Even legal experts who are sympathetic to Israeli claims in the West Bank and East Jerusalem stressed the differences between those territories and the Golan.
“It can’t serve as a precedent,” said Alan Baker, a retired Israeli diplomat and former legal adviser to the Israeli Foreign Ministry who lives in a West Bank settlement. “Every situation has its own specific aspects.”
Mr. Baker, co-author of a 2012 government report that argued that the West Bank was not occupied and that the Israeli settlements there are legal, said one of the main differences between it and the Golan was that under the Oslo Accords of the 1990s, both the Israelis and Palestinians committed to determining the future status of the West Bank through negotiations.
“According to international law,” he said, “you can’t acquire territory, annex or take sovereignty as an act of war, only as part of a negotiation and with the agreement of the former sovereign. That’s the normal practice.”
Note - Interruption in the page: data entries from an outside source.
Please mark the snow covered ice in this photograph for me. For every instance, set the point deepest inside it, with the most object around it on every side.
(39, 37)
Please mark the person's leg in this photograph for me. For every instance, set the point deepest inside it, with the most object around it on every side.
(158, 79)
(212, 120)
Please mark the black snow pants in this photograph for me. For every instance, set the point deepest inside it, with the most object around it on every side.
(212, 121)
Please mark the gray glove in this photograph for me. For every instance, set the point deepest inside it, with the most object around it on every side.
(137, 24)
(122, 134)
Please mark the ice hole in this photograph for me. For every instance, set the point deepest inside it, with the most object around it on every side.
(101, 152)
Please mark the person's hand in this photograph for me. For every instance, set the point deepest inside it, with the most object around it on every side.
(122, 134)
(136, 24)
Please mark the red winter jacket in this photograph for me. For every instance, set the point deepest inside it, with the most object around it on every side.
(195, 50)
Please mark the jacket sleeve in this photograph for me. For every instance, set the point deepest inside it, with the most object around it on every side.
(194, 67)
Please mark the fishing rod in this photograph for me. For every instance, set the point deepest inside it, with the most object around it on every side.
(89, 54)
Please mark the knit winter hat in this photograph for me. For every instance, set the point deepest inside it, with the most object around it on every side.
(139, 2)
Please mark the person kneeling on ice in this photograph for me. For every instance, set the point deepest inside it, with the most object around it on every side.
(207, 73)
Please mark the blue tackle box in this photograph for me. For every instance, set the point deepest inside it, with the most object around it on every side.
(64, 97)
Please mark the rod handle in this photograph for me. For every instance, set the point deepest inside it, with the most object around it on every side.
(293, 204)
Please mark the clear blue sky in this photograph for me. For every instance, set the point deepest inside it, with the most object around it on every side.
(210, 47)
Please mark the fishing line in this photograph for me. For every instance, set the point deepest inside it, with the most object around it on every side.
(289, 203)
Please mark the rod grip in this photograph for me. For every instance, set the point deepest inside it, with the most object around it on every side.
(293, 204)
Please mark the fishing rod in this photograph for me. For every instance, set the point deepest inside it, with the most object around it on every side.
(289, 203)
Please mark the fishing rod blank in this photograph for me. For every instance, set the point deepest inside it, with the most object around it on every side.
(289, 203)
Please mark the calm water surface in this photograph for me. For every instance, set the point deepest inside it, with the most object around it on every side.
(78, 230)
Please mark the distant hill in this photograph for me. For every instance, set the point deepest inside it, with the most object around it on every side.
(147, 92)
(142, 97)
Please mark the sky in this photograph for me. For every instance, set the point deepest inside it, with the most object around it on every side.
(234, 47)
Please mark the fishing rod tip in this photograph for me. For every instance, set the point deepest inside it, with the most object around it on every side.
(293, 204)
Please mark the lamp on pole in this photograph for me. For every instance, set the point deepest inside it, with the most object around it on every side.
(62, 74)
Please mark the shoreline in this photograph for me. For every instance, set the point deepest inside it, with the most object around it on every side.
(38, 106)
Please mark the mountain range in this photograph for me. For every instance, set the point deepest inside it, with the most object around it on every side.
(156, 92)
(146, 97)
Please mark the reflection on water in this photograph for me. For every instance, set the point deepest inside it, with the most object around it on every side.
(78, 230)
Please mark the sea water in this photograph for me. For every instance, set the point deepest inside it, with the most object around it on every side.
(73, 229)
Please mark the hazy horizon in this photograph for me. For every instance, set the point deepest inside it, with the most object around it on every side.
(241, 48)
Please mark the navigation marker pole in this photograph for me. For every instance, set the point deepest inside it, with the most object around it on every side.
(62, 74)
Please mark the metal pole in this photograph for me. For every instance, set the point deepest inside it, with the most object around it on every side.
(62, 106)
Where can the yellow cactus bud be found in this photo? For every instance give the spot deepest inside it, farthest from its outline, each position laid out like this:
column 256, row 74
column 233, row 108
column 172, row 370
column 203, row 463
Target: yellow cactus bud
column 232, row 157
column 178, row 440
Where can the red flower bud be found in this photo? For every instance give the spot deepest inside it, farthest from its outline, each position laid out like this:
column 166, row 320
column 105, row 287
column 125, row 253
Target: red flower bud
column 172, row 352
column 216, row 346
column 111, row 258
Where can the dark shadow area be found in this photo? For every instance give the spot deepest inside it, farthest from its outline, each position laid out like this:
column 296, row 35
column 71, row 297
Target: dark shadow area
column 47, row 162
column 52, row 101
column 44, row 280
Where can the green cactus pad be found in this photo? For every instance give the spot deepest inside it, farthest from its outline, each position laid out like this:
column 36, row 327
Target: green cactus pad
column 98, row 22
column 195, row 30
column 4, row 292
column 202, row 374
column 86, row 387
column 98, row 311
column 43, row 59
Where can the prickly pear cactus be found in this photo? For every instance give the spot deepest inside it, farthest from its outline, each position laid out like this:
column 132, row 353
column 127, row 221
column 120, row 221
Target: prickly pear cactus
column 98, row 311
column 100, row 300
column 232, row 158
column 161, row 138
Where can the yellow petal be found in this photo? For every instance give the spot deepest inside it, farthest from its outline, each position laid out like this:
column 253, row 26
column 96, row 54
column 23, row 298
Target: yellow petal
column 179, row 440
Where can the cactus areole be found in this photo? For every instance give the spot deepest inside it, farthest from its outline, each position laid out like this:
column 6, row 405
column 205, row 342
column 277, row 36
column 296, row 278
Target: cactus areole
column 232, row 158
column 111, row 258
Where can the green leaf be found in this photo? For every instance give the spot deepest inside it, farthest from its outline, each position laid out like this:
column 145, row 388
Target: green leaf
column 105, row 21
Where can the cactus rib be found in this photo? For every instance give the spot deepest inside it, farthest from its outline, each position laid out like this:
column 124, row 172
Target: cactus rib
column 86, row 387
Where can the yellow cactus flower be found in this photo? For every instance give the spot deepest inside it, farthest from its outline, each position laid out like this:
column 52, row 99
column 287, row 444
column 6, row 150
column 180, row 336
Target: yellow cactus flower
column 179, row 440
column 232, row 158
But he added that “if a state is exercising the right of self-defense against an aggressor, then the defending state is permitted to remain as long as the threat exists and as long as the other state presents a danger.”
Since 1948, Mr. Baker said, Syria has threatened Israel. Today it is also unstable and has used chemical warfare against its citizens, and its president has been accused of committing war crimes. Syria has consistently refused to recognize Israel, or a common border with Israel.